每天的工作就是翻报纸。翻《真理报》,翻其他外文报刊,一字一句地扫,看能不能从字缝里抠出半点关于氢弹的痕迹。
翻了一年,几乎一无所获。
杜祥琬眼睛干涩,合上报纸跟同事念叨。
「这活干下去,人会傻。」
同事苦笑。
「就算傻,也得查。万一漏掉一句呢?」
那时候,他们就靠这种“万一”活着。
06
到了1965年底,氢弹研究卡在了一道关口。
理论部的鸣放会开到了最白热的阶段。关于氢弹该怎么造,内部冒出了四种构型方案。
四种方案,各有各的道理,也各有各的死穴。谁也说服不了谁。
杜祥琬坐在最后一排。那年他还不到三十岁。台上那些大人物吵得脸红脖子粗,他听着、记着、算着。
他负责的核试验诊断理论,面前压着一道更根本的难题。
如果四种方案最后挑一种试爆,他怎么在那一瞬间判断,到底选对了没有?
雪上加霜的是,中国当时连一台像样的计算机都没有。
理论部的人靠什么算东西?
靠一把计算尺。
一根尺子,一根可以拉动的滑尺,一根能转动的游标。
复杂的乘除、对数、三角函数,全靠它。
杜祥琬手里的那把计算尺,跟了他好几年。
他后来回忆,那段日子里,闭上眼看到的都是尺面上的刻度。吃饭时在算,走路时在想,睡着了做梦也在推公式。
那一年他瘦了一圈。理论部所有人都瘦了一圈。
到了1966年春,情况越来越紧。上头的意思——氢弹必须在1967年之内响。
不能拖,不能等,不能再开无数次的鸣放会。
杜祥琬记得清清楚楚,那年春天的某一个夜里,理论部的灯亮到了凌晨。
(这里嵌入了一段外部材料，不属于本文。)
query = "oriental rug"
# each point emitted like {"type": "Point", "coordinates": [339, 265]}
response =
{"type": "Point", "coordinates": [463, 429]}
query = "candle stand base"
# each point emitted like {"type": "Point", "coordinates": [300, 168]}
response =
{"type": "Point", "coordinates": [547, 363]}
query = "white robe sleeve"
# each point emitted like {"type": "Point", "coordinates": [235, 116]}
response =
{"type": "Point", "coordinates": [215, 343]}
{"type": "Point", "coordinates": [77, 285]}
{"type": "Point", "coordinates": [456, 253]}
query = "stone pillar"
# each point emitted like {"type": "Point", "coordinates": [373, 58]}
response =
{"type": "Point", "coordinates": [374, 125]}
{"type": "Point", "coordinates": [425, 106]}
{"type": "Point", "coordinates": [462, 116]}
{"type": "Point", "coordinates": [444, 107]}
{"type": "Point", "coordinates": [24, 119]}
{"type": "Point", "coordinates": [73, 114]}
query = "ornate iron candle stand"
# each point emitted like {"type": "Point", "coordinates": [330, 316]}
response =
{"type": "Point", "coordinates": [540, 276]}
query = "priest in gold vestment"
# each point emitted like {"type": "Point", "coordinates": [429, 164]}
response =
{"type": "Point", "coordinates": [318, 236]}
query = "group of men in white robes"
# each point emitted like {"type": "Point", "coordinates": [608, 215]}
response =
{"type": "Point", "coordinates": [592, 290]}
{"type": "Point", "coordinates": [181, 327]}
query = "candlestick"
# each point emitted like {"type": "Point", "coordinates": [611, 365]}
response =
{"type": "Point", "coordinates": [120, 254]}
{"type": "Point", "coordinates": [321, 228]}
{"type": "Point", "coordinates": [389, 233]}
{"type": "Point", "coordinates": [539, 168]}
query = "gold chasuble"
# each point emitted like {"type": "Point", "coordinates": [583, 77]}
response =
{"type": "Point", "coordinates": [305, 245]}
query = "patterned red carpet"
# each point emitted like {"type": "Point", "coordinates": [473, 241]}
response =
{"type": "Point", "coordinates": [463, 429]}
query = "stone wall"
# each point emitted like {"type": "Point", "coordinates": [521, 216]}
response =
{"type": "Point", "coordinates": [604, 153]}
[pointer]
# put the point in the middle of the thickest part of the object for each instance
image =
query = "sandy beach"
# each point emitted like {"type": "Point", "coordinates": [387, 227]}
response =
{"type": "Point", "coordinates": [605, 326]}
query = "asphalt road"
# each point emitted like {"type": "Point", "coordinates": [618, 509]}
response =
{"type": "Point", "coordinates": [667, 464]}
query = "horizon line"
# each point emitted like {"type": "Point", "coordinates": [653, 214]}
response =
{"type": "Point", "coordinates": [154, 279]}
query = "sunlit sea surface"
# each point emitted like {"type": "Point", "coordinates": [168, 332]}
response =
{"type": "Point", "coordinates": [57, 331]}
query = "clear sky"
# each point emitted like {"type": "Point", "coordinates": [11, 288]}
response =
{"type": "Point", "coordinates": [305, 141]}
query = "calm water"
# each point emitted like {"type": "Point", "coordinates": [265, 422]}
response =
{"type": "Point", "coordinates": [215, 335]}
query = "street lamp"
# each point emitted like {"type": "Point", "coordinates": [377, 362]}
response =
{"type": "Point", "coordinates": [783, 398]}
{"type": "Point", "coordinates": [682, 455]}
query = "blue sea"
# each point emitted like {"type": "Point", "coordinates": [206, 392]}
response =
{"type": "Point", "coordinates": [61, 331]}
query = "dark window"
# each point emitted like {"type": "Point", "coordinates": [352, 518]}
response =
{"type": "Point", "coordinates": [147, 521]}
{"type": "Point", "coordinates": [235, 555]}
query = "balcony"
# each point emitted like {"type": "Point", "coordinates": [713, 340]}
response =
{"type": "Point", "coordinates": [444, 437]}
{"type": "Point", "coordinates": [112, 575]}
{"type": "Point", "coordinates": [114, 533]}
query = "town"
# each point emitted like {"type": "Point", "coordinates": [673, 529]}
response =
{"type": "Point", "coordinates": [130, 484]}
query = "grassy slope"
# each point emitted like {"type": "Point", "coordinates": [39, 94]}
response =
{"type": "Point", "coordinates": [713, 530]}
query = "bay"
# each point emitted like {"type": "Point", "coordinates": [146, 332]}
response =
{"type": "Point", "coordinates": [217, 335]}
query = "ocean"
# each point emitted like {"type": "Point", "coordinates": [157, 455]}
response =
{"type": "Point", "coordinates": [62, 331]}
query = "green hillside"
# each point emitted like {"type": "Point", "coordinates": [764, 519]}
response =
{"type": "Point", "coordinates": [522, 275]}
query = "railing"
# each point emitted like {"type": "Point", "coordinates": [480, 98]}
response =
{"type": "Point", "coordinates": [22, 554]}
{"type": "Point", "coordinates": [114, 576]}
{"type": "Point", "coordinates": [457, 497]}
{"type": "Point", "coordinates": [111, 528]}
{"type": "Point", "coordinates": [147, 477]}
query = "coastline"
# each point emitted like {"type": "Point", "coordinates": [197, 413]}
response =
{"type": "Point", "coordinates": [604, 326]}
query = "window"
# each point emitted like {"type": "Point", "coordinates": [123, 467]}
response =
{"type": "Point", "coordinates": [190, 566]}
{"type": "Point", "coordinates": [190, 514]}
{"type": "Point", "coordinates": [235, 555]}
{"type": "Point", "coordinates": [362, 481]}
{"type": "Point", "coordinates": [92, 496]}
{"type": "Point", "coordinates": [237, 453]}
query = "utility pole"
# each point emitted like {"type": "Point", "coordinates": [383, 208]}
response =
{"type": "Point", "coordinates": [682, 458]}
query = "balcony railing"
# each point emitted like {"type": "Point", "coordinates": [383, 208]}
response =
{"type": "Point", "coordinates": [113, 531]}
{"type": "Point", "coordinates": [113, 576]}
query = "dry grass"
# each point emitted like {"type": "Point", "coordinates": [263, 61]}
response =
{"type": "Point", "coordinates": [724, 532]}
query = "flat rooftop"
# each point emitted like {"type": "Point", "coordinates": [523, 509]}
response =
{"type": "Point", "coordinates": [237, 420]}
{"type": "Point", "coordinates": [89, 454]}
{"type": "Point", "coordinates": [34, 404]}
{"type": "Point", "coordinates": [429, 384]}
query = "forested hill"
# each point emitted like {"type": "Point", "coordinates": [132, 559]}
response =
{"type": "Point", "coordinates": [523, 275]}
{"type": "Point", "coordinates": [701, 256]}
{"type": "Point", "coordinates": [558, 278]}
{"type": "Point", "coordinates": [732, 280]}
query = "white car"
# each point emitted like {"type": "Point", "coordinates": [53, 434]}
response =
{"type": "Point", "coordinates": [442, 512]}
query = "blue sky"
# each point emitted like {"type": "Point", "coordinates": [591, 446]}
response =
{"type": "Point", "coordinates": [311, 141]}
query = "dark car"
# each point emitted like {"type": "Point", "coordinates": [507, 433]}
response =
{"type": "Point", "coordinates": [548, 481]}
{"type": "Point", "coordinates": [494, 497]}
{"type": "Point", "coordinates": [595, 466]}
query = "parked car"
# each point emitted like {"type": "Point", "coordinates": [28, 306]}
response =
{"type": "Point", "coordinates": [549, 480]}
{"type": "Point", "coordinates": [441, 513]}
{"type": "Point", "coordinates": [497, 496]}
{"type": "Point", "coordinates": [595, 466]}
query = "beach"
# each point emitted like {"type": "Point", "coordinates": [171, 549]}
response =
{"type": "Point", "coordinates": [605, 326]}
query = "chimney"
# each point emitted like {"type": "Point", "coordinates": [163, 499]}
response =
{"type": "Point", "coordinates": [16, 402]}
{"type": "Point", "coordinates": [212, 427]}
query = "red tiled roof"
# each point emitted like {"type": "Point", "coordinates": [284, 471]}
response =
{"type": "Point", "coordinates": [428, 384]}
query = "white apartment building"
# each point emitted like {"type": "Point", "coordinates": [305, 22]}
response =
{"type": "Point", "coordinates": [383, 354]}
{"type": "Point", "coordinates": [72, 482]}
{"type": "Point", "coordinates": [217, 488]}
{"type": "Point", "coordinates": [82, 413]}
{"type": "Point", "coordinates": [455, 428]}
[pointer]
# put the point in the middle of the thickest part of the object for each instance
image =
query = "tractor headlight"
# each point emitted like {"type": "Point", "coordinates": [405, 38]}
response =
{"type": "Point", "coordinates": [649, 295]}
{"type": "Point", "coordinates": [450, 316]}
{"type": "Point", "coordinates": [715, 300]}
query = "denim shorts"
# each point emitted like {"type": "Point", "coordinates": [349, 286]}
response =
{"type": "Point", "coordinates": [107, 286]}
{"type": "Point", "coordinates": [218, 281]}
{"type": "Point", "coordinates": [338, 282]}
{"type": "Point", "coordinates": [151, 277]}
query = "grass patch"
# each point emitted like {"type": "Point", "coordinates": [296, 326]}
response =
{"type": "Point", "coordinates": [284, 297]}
四种构型的争论还没结束。
谁能拍板?没人敢拍。
因为没有任何一种方案被证明可行,也没有任何一种方案能被立刻否决。
邓稼先在台下来回踱步。王淦昌坐在边上半天不语。彭桓武一根接一根地抽烟。
杜祥琬抱着一摞演算纸缩在最后一排,纸上密密麻麻全是数字。
他突然意识到一个问题。
如果这条路找不到“牛鼻子”,中国的氢弹梦,可能要拖到很多年以后。
可中国,没有那么多年可以拖。
就在那个时候,理论部的门被人推开了。
一个三十几岁的年轻人走了进来。他怀里抱着一摞稿纸,脸色因为熬夜而发青。他径直走上讲台,拿起粉笔。
台下所有人都安静下来。
那个年轻人在黑板上写下一行算式,转过身。
「我想到了一个办法。」
「不知道行不行,值得试。」
邓稼先看着他,王淦昌看着他,杜祥琬看着他。